Para el grupo, el patrón urbano de uso, caracterizado por la conducción a baja velocidad, los recorridos breves y los arranques continuos, expone a los vehículos a «un deterioro superior al del tráfico interurbano», pese a lo cual numerosas empresas «siguen sin adaptar su política de revisiones» a esas condiciones operativas.

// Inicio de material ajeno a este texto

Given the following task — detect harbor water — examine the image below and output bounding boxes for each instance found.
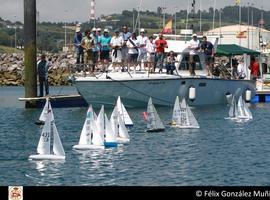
[0,87,270,186]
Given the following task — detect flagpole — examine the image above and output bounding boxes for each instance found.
[239,0,241,46]
[185,0,189,43]
[213,0,216,30]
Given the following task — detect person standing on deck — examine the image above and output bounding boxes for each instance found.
[146,36,156,73]
[188,34,200,76]
[137,28,149,70]
[73,26,84,71]
[37,54,49,97]
[100,29,112,71]
[200,36,214,76]
[154,33,168,73]
[110,30,124,71]
[91,28,100,73]
[81,30,93,71]
[120,25,131,68]
[127,32,139,71]
[248,56,260,81]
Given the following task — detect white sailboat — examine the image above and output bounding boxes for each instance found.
[73,105,104,150]
[35,97,54,125]
[104,114,117,147]
[73,105,104,150]
[229,95,237,119]
[116,96,133,127]
[146,97,165,132]
[172,96,200,128]
[110,107,130,144]
[229,96,253,121]
[236,96,253,120]
[29,102,66,160]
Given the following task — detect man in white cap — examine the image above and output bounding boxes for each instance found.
[100,29,112,71]
[120,25,131,65]
[91,27,100,73]
[73,25,84,70]
[137,28,149,70]
[110,29,124,71]
[188,34,200,76]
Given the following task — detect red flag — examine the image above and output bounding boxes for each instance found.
[143,112,148,121]
[161,18,173,34]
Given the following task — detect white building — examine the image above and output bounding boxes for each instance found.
[204,25,270,50]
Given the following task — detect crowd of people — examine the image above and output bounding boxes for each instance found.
[33,25,260,96]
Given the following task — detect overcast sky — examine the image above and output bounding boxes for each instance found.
[0,0,270,22]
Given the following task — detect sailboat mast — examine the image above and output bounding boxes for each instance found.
[185,0,189,43]
[213,0,216,30]
[133,0,142,32]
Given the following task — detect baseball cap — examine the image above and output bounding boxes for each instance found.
[75,26,81,32]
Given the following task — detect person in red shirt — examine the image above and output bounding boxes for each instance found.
[248,57,260,81]
[154,33,168,73]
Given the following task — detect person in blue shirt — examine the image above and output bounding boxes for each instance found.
[200,36,214,76]
[100,29,112,70]
[73,26,84,68]
[37,54,49,97]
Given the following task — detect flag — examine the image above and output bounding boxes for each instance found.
[161,18,173,34]
[143,112,148,121]
[235,0,241,6]
[236,31,247,38]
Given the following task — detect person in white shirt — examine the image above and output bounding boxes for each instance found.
[188,34,200,76]
[110,30,124,71]
[126,32,140,71]
[137,28,149,70]
[146,36,156,73]
[237,58,247,79]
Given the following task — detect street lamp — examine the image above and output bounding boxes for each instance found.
[14,15,17,49]
[65,10,67,48]
[219,8,222,43]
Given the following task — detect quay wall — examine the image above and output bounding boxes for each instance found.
[0,53,76,86]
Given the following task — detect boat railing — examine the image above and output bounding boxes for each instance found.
[68,61,245,79]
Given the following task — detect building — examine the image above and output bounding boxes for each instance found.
[204,25,270,50]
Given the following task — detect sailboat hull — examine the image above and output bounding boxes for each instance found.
[116,137,130,144]
[146,128,165,133]
[73,144,105,150]
[29,154,66,160]
[172,125,200,129]
[75,73,255,108]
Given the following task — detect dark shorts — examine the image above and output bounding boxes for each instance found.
[100,51,110,60]
[128,53,139,63]
[205,55,214,65]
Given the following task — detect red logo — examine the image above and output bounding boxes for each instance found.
[8,186,23,200]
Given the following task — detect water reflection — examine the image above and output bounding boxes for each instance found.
[26,160,65,185]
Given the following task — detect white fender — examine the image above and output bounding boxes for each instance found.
[246,89,251,102]
[226,92,233,104]
[188,86,196,101]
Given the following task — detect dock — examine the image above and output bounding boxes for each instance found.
[19,94,88,108]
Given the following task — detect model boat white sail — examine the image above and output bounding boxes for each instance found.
[116,96,133,127]
[146,97,165,132]
[236,96,252,120]
[110,104,130,143]
[73,105,104,150]
[229,96,253,120]
[172,96,200,128]
[104,114,117,147]
[73,105,104,150]
[29,105,65,160]
[35,97,54,125]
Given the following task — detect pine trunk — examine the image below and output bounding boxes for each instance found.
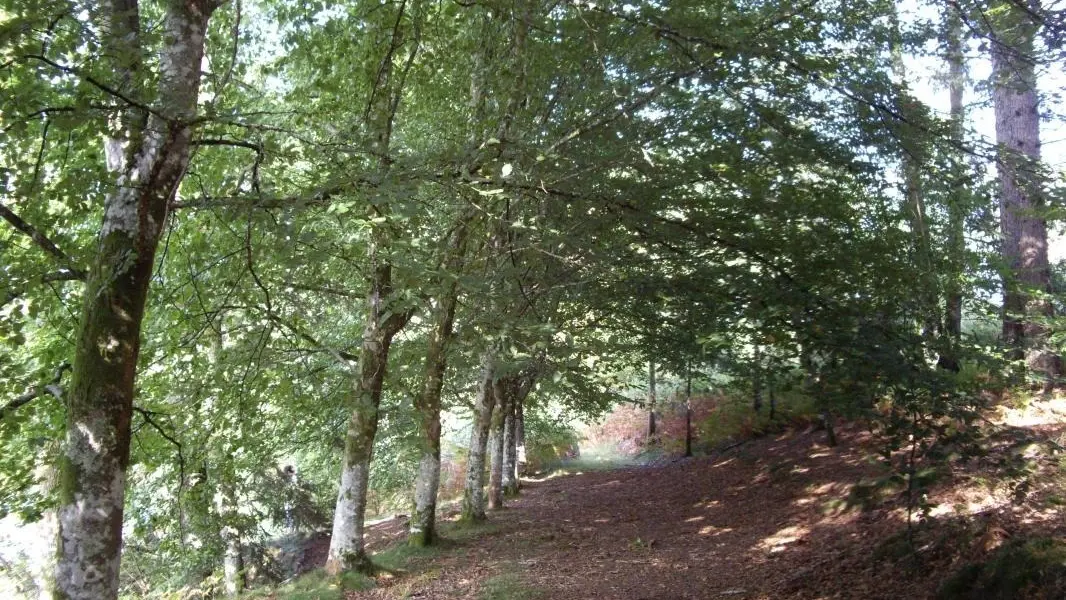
[990,2,1061,383]
[326,266,407,573]
[53,1,214,600]
[462,352,497,521]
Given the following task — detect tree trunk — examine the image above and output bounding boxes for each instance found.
[462,352,497,521]
[648,360,656,441]
[990,1,1061,383]
[407,212,473,546]
[515,402,526,477]
[503,399,518,496]
[326,264,410,574]
[684,368,692,456]
[325,2,420,574]
[54,0,215,600]
[222,525,244,598]
[752,344,762,415]
[937,6,969,372]
[488,396,512,508]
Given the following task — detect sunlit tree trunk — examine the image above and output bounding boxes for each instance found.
[326,1,420,574]
[938,6,969,371]
[503,399,518,496]
[53,0,217,600]
[408,213,472,546]
[989,1,1061,382]
[462,351,502,521]
[488,394,513,508]
[648,360,656,441]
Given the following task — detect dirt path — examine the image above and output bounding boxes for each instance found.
[338,426,942,600]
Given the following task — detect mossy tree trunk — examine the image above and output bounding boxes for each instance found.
[989,0,1062,383]
[937,6,969,371]
[53,0,219,600]
[326,1,421,574]
[462,351,497,521]
[408,212,473,546]
[326,258,410,574]
[488,394,514,508]
[502,392,518,496]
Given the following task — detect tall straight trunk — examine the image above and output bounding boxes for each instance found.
[462,351,502,521]
[326,0,420,574]
[407,213,472,546]
[990,1,1061,382]
[938,6,968,371]
[53,0,217,600]
[890,4,940,338]
[488,394,513,508]
[326,262,409,574]
[515,401,526,477]
[684,364,692,456]
[648,360,656,440]
[503,398,518,496]
[752,344,762,413]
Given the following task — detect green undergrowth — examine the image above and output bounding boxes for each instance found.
[478,571,544,600]
[937,537,1066,600]
[241,569,374,600]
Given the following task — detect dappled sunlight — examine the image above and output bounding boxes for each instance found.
[759,525,810,553]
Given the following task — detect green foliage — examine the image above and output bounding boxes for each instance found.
[243,569,374,600]
[937,538,1066,600]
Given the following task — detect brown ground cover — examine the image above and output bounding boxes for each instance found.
[296,417,1062,600]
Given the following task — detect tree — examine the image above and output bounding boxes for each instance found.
[988,1,1062,384]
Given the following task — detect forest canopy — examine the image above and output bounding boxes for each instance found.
[0,0,1066,599]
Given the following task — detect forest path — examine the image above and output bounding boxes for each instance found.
[350,432,916,600]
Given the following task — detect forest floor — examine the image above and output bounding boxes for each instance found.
[289,405,1066,600]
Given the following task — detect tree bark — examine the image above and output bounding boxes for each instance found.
[407,212,473,546]
[684,366,692,456]
[752,344,762,415]
[648,360,656,441]
[326,262,410,574]
[488,396,513,508]
[503,398,518,496]
[990,1,1061,383]
[462,351,502,521]
[938,6,968,371]
[53,0,216,600]
[325,1,420,574]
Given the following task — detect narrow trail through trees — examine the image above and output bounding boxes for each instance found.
[326,433,950,600]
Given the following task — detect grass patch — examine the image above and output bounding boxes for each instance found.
[242,569,374,600]
[478,572,542,600]
[937,537,1066,600]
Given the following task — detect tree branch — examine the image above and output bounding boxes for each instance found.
[0,202,85,279]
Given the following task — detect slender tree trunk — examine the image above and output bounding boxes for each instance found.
[890,4,940,341]
[990,1,1061,383]
[684,367,692,456]
[503,399,518,496]
[408,212,473,546]
[462,351,502,521]
[752,344,762,415]
[325,0,420,574]
[648,360,656,441]
[326,264,410,574]
[938,6,969,371]
[515,402,526,477]
[488,396,512,508]
[53,0,216,600]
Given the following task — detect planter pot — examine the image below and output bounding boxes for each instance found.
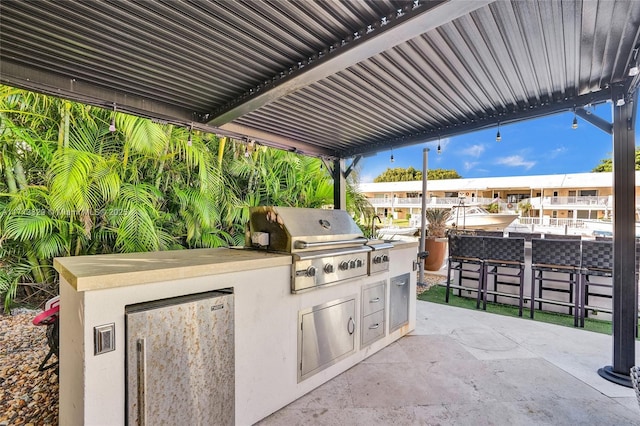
[424,238,447,271]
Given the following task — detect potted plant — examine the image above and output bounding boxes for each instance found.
[424,208,451,271]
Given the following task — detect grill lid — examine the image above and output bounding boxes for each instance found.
[247,206,367,253]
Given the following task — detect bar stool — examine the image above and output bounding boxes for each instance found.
[580,241,613,327]
[445,235,484,308]
[531,238,581,327]
[482,237,524,316]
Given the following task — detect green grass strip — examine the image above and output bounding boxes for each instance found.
[418,285,612,335]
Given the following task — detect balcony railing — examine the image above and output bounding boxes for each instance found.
[368,195,640,210]
[368,197,493,208]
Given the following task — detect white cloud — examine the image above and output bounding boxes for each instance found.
[461,144,485,158]
[549,146,567,158]
[464,161,478,171]
[495,155,536,170]
[358,174,379,183]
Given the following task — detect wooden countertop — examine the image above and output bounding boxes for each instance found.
[53,248,292,291]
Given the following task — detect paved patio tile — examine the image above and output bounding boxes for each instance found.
[259,302,640,426]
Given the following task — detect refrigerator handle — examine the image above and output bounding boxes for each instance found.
[136,338,147,426]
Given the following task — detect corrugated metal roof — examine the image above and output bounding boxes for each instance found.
[0,0,640,158]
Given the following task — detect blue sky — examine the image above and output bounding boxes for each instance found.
[359,103,613,183]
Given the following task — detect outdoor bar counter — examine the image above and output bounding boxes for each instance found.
[54,242,417,425]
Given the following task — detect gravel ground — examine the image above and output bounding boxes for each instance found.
[0,310,58,426]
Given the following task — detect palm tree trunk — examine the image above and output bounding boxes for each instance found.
[13,159,28,189]
[218,136,227,169]
[58,102,71,148]
[3,154,18,194]
[156,124,173,189]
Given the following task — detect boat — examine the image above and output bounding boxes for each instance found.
[376,226,418,240]
[582,219,640,237]
[447,204,518,230]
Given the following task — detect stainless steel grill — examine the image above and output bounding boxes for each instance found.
[246,207,392,293]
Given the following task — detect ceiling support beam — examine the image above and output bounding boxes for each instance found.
[576,108,613,135]
[208,0,493,126]
[331,159,347,210]
[598,86,638,387]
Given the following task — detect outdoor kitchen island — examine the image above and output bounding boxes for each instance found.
[54,242,417,425]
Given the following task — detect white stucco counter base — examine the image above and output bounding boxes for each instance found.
[55,243,417,425]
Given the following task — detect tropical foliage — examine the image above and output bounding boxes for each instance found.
[0,86,370,309]
[424,208,451,238]
[373,167,462,182]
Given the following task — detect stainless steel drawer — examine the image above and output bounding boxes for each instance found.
[361,310,384,346]
[362,281,386,317]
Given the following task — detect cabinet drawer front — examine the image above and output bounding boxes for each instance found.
[362,311,384,346]
[362,282,386,316]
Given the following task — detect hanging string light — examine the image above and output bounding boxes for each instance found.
[109,102,116,132]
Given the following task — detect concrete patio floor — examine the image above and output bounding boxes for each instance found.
[259,301,640,426]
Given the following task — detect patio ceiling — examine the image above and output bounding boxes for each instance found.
[0,0,640,158]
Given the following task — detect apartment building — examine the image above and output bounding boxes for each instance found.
[359,172,640,225]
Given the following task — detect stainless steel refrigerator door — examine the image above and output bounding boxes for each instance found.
[389,274,411,333]
[125,292,235,425]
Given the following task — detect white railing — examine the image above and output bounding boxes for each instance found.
[368,197,498,208]
[368,195,640,210]
[517,217,588,229]
[524,195,613,210]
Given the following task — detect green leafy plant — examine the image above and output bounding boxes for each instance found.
[424,208,451,238]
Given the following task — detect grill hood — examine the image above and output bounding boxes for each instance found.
[247,206,367,253]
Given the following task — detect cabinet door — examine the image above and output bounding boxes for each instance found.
[298,296,356,381]
[389,274,410,333]
[125,292,235,425]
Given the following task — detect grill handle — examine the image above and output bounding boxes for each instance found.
[293,238,369,249]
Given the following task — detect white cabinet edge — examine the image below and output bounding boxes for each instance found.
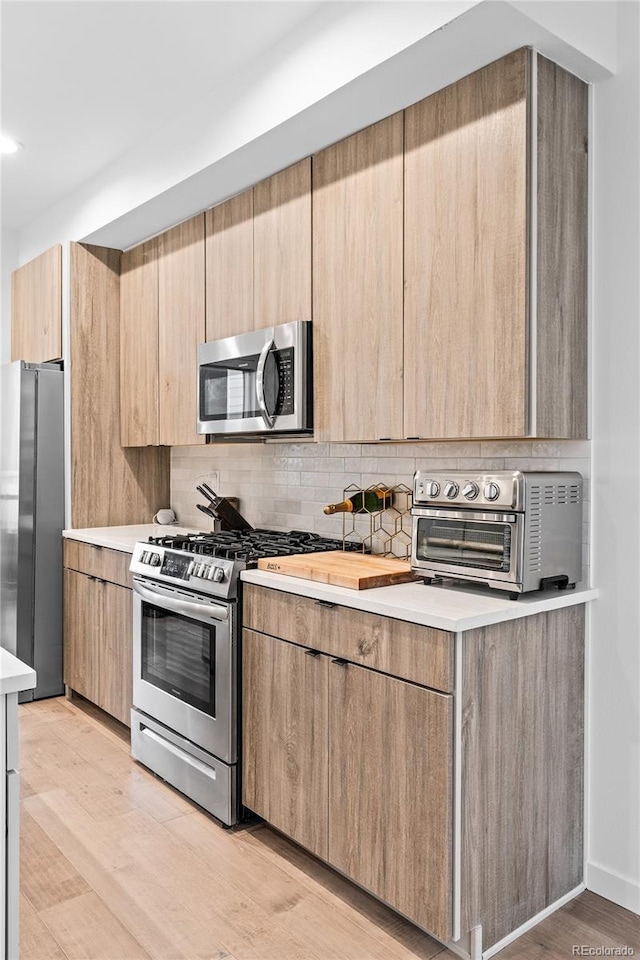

Entre los errores más habituales señalados por Midas figuran el desgaste de los neumáticos, con el consiguiente impacto sobre la adherencia y la distancia de frenado, así como la falta de revisión del sistema de frenos en trayectos con paradas continuas, los problemas en la suspensión por la irregularidad del firme urbano y los fallos en la iluminación, que «limitan la visibilidad del conductor y su detección por otros usuarios».
También se incluye en este apartado el retraso en las revisiones periódicas, «hasta el punto de convertir incidencias menores en averías mayores».
«En ciudad, los vehículos no descansan. Están expuestos a un uso intensivo que exige revisiones más frecuentes. No hacerlo no solo afecta a la operativa del negocio, sino que supone un riesgo directo para la seguridad de los conductores y del resto de usuarios de la vía», ha asegurado al respecto José Manuel Rubín, responsable del negocio B2B (Business 2 Business) de Midas.
Una avería en plena operativa «provoca retrasos, interrupciones de la actividad y reorganización de rutas, con efectos sobre la productividad y la calidad del servicio prestado», según ha indicado la propia Midas, que comercializa para empresas el servicio Midas Flotas.